Ein kostbares Erbstück

Eastchester, 1970: Eine junge Studentin interviewt Patienten einer Klinik für psychisch kranke Menschen. Unter ihnen auch Maria Romano, eine frühere Patientin, die fast dreißig Jahre in dieser Anstalt lebte. Doch die Leitung der Klinik versucht, dieses Interview zu verhindern. Trotzdem findet es statt und die Kassetten, auf denen Maria ihre Lebensgeschichte erzählt, überdauern die Zeit.

London, 2008: Caroline ist ihren Freund und ihren Job los. Zeit, sich endlich auf das zu besinnen, was sie wirklich will. Eine eigene Firma für Innendesign wird ihr neues Ziel. Aber als Caroline das Haus ihrer Mutter aufräumt findet, sie einen wunderschönen Quilt, ein Erbstück von ihrer Großmutter. Schnell wird klar, dass nicht Großmutter Jean diesen Quilt angefertigt hat. Er ist ein Kunstwerk, gefertigt aus seltenen und kostbaren Stoffen, die einst für die Kleidung der Königsfamilie gedacht waren.
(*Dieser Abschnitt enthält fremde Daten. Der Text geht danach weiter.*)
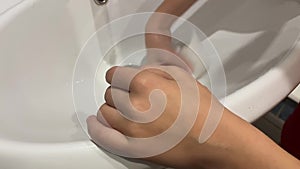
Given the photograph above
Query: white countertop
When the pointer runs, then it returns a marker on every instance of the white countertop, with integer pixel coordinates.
(8, 4)
(295, 95)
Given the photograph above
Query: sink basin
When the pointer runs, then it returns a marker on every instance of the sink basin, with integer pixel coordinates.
(41, 40)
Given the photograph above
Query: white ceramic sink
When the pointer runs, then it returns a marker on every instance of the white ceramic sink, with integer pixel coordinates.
(40, 41)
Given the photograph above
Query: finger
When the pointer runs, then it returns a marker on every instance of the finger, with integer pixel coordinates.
(112, 94)
(113, 117)
(158, 70)
(120, 77)
(108, 138)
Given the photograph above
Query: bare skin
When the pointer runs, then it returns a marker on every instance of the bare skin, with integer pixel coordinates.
(234, 144)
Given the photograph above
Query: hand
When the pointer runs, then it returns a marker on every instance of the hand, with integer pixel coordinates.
(110, 128)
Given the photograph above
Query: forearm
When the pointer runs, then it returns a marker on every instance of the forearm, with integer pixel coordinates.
(237, 144)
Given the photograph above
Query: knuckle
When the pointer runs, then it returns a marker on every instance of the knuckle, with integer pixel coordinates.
(143, 79)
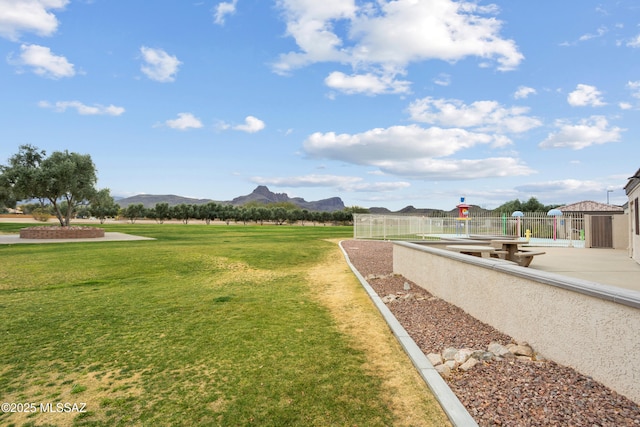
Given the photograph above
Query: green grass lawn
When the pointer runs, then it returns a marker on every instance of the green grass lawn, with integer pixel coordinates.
(207, 325)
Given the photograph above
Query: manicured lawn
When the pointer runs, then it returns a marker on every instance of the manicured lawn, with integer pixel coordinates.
(206, 325)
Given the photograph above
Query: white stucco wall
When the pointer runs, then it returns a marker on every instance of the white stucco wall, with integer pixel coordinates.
(634, 237)
(567, 320)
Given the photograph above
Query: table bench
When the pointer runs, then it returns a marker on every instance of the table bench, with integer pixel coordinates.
(475, 250)
(524, 258)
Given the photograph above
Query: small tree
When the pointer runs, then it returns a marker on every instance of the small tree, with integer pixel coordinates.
(162, 212)
(134, 211)
(64, 179)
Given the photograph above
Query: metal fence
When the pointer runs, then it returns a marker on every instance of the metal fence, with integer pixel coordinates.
(537, 228)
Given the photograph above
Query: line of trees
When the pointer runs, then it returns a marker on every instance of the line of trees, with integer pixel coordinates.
(277, 213)
(103, 206)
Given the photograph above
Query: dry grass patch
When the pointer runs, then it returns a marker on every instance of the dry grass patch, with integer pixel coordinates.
(406, 394)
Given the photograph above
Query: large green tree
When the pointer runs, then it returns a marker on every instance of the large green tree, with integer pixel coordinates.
(65, 180)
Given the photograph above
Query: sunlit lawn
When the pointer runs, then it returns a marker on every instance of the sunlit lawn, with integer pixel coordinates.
(207, 325)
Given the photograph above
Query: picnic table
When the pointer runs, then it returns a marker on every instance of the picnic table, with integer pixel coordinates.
(513, 252)
(475, 250)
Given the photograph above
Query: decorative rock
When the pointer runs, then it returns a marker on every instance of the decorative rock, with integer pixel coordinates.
(522, 350)
(482, 355)
(389, 298)
(435, 359)
(470, 363)
(463, 355)
(498, 349)
(466, 358)
(451, 364)
(444, 370)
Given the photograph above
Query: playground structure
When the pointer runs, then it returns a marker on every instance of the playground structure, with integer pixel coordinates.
(539, 229)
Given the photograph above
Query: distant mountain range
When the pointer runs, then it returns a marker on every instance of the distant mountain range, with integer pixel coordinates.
(261, 194)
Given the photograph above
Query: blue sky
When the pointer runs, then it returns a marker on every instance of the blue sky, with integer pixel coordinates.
(382, 103)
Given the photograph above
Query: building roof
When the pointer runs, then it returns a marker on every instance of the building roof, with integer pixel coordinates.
(634, 181)
(590, 206)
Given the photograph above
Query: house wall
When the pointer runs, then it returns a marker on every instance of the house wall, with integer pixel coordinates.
(573, 322)
(634, 232)
(620, 230)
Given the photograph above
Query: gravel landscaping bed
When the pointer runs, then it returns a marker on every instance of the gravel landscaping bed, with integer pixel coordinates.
(510, 392)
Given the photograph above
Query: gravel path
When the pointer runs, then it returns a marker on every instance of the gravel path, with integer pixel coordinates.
(496, 393)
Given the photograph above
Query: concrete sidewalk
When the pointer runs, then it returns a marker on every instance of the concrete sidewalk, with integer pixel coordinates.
(611, 267)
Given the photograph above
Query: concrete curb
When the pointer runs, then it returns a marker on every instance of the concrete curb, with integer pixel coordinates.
(456, 412)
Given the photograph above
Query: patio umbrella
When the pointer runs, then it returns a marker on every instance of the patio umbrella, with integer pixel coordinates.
(518, 215)
(555, 213)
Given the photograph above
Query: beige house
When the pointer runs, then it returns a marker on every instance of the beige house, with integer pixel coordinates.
(633, 192)
(606, 226)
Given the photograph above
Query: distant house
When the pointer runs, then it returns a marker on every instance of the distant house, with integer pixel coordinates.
(633, 192)
(589, 207)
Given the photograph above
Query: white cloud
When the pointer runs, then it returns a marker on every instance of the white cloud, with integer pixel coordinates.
(28, 16)
(524, 92)
(599, 33)
(442, 79)
(345, 183)
(457, 169)
(184, 121)
(592, 131)
(369, 84)
(482, 115)
(86, 110)
(569, 188)
(585, 95)
(635, 42)
(413, 151)
(383, 38)
(43, 62)
(159, 65)
(223, 9)
(251, 125)
(634, 87)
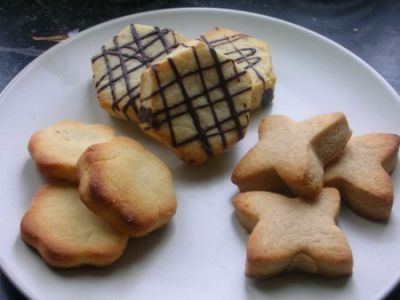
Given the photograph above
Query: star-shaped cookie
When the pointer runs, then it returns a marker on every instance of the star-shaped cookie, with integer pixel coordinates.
(361, 174)
(292, 154)
(293, 234)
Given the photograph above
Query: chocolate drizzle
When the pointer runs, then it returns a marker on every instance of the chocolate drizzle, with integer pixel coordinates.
(187, 105)
(135, 50)
(247, 57)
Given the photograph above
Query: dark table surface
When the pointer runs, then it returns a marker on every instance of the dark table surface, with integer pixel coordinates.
(369, 28)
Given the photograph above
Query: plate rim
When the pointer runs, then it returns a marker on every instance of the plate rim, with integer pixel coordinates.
(385, 290)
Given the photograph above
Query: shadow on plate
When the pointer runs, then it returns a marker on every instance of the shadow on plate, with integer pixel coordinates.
(31, 179)
(282, 281)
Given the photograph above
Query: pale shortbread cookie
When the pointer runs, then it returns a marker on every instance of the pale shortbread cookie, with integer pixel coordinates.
(66, 233)
(293, 234)
(118, 66)
(127, 185)
(360, 173)
(292, 154)
(249, 53)
(57, 148)
(196, 101)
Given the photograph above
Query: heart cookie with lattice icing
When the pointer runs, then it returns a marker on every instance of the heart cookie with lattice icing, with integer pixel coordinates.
(196, 100)
(252, 55)
(118, 66)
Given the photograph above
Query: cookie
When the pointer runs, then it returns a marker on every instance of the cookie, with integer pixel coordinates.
(57, 148)
(196, 101)
(67, 234)
(126, 185)
(292, 154)
(118, 66)
(360, 173)
(252, 55)
(293, 234)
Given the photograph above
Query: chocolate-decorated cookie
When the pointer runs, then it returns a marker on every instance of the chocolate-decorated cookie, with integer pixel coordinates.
(196, 100)
(118, 66)
(249, 53)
Woher kommt dieses außergewöhnliche Kunstwerk? Und welche Geschichte erzählt es? Caroline versucht, die Geschichte des Quilts in Erfahrung zu bringen. Aber sie wird viel mehr finden bei ihrer Spurensuche in der Vergangenheit.

Zwei starke Frauen

Die vergessenen Worte schlägt eine Brücke über fast einhundert Jahre. Der erste Teil der Geschichte beginnt etwa 1911, dazu kommen die Interviews mit der Protagonistin Maria 1970 und schließlich die Spurensuche Carolines im Jahr 2008. Dabei liegen die beiden Schwerpunkte der Geschichte in der Zeit von 1911 bis etwa 1950 sowie im Jahr 2008. Die Interviews jedoch, die praktisch diese beiden Schwerpunkte miteinander verbinden, sind regelrechte literarische Kabinettstückchen. Liz Trenow läßt hier Maria Romano selbst erzählen und es ist ihr gelungen, sich so wunderbar in diese Frau hinein zu versetzen, dass man sie beim Lesen förmlich vor sich sitzen sieht, dass man ihre Gefühle verstehen und nachempfinden kann. Allein durch die Sprache bekommt die fiktive Gestalt Maria eine sehr authentische Kontur, wird lebendig. Die kleine, zarte Frau wird dabei zu einer kraftvollen, emotionalen Gestalt, die beim Leser eine breit gefächerte Palette von Gefühlen hervorruft.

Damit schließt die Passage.